Concernant ce dernier type de situations, les juges de Strasbourg ont précisé
dans leur arrêt Pantea contre Roumanie du 3 juin 2003 (req. n° 33343/96),
que l’article 3 de la Convention européenne des droits de l’homme (qui prohibe
la torture ainsi que les peines ou traitements inhumains ou dégradants) fait reposer
sur les Etats une « obligation
positive de protéger l’intégrité physique (des détenus) dans le cadre de leur
devoir consistant à surveiller les personnes privées de liberté et à empêcher
qu’il soit porté atteinte à leur intégrité physique » (§ 195). Cette exigence se manifeste d’une
part par l’obligation imposée aux Etats de diligenter une enquête « approfondie
et effective », dès que sont allégués de manière plausible des mauvais
traitements en détention (§ 215). Elle oblige d’autre part les autorités
étatiques à faire tout ce que l’on peut « attendre d’elles pour
empêcher la matérialisation d’un risque certain et immédiat » pour
l’intégrité physique des détenus, en prenant « dans le cadre de leurs
pouvoirs, les mesures qui, d’un point de vue raisonnable, auraient évité un tel
risque » (§ 190). Comme l’a précisé plus récemment l’arrêt Đurđević c/ Croatie, du 19
juillet 2011 (req. n° 52442/09), ces
mesures «
doivent assurer une protection effective, en particulier aux personnes
vulnérables en détention placées sous le contrôle exclusif des autorités, et
doivent également inclure des garanties raisonnables permettant de prévenir les
mauvais traitements dont les autorités ont ou doivent avoir connaissance » (§ 102).
C’est dans cette
perspective que se situe l’arrêt D.F. contre Lettonie. Le requérant, qui
purgeait une peine d’emprisonnement de treize ans pour des crimes de nature
sexuelle, avait également effectué des missions d’informateur auprès de la
police. Cette double caractéristique en faisait un détenu particulièrement
vulnérable, exposé pendant plus d’une année à des actes de violence de la part
des autres détenus (et ce d’autant plus que les autorités pénitentiaires
l’avaient fréquemment changé de cellule).
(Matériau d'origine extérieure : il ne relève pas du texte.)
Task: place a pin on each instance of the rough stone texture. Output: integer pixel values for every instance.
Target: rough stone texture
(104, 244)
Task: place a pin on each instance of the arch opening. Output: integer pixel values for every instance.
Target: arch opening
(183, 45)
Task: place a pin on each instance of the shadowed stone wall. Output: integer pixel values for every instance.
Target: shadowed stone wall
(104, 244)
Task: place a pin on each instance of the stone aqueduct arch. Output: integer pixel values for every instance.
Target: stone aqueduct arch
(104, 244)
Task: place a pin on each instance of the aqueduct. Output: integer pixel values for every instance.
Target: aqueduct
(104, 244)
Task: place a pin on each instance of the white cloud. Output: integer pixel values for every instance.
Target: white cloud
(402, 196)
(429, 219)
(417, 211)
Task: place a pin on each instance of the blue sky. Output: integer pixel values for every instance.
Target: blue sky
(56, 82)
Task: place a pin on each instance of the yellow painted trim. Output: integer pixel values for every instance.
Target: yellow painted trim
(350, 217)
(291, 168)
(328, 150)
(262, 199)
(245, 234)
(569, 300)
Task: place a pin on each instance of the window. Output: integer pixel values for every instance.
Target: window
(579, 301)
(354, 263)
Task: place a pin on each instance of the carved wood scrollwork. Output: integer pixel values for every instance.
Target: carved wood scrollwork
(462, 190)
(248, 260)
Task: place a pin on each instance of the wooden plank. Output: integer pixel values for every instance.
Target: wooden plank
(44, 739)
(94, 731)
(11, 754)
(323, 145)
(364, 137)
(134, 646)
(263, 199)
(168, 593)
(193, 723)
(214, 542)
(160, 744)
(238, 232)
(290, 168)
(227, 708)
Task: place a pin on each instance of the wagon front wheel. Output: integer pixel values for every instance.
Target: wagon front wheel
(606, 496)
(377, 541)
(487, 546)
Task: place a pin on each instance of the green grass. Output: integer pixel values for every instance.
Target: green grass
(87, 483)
Contrairement à d’autres arrêts
rendus par la Cour en la matière et dans lesquels les requérants avaient fait
état de mauvais traitements avérés[2],
l’arrêt D.F. présente la
particularité de concerner un requérant qui n’a pas effectivement subi de telles
violences, mais qui était « seulement » exposé à un tel risque de
manière « imminente ». S’appuyant de manière importante sur les
« normes » du Comité européen pour la prévention de la torture (CPT)[3],
la Cour fait ici peser une charge supplémentaire sur les Etats, afin de mieux
protéger les détenus « à risque », tels que les délinquants sexuels,
très souvent soumis aux actes de violence de leurs co-détenus. Cet arrêt permet
également à la Cour européenne des droits de l’homme de mettre à nouveau l’accent
sur l’existence de voies de recours efficaces et accessibles aux détenus[4].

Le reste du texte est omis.